Ma, se mi permettete ancora, formulerei un “ultimo desiderio”, in questo giorno della nascita di Comboni: che il Sogno annidato nel cuore di Comboni attraverso la Parola uscita dal Cuore di Cristo possa ravvivarsi anche in noi e risplendere in tutto il suo fascino per incendiare tanti altri cuori!
Roma, 15 marzo 2012
P. Manuel João Pereira Correia
Missionario comboniano
1. UNA PAROLA APPASSIONANTE
Condividere il nostro rapporto con la Parola: l’esperienza iniziale di essere “sedotti” dalla Parola, il ruolo avuto nella nostra vita, le nostre debolezze personali nei suoi confronti.

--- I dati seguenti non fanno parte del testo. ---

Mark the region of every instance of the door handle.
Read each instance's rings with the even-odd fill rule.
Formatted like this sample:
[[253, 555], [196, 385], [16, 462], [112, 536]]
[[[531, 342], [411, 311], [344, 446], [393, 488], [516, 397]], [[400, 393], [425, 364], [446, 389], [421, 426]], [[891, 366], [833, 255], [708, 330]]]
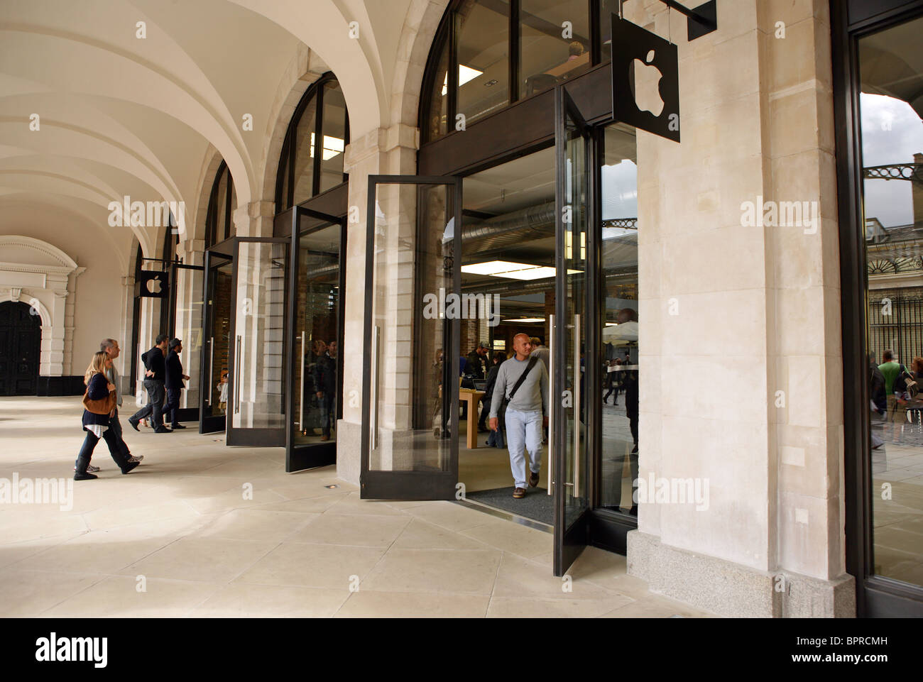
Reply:
[[[555, 486], [555, 411], [560, 401], [555, 392], [555, 316], [548, 316], [548, 495]], [[552, 400], [555, 404], [552, 405]]]
[[305, 332], [301, 332], [301, 358], [298, 360], [301, 365], [301, 393], [298, 399], [298, 404], [301, 406], [298, 410], [298, 430], [305, 430]]
[[234, 414], [240, 413], [240, 344], [241, 340], [240, 334], [237, 335], [237, 347], [234, 351]]
[[574, 486], [580, 497], [580, 316], [574, 316]]
[[215, 337], [210, 337], [209, 339], [209, 373], [206, 377], [209, 377], [209, 407], [211, 407], [211, 373], [215, 371]]
[[369, 449], [375, 449], [378, 447], [378, 337], [381, 333], [381, 328], [375, 327], [372, 329], [372, 367], [369, 377], [369, 380], [372, 382], [372, 395], [371, 395], [371, 404], [369, 405], [369, 418], [368, 418], [368, 428], [369, 433]]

2. UNA PAROLA CELEBRATA E CONDIVISA
Condividere le nostre esperienze riguardo alla celebrazione e condivisione sulla Parola nelle nostre comunità.
3. UNA PAROLA INCARNATA
Condividere dei fatti o delle circostanze concrete della nostra esperienza personale riguardo alle implicanze di essere “portatori della Parola”.
4. UNA PAROLA CROCIFISSA
Condividere i nostri sentimenti e atteggiamenti davanti alle debolezze e contro-testimonianze personali e collettive.
5. UNA PAROLA FIORITA
Condividere delle esperienze concrete sulla potenza e fecondità della Parola di Dio nel nostro apostolato.
6. UNA PAROLA CHE CI PORTA
Condividere delle esperienze personali sulla presenza continua e discreta di Dio che guida e conduce la nostra storia.
7. UNA PAROLA DI RIPOSO
Condividere la nostra esperienza personale di preghiera sulla Parola di Dio: consolazione, incoraggiamento, stimolo apostolico.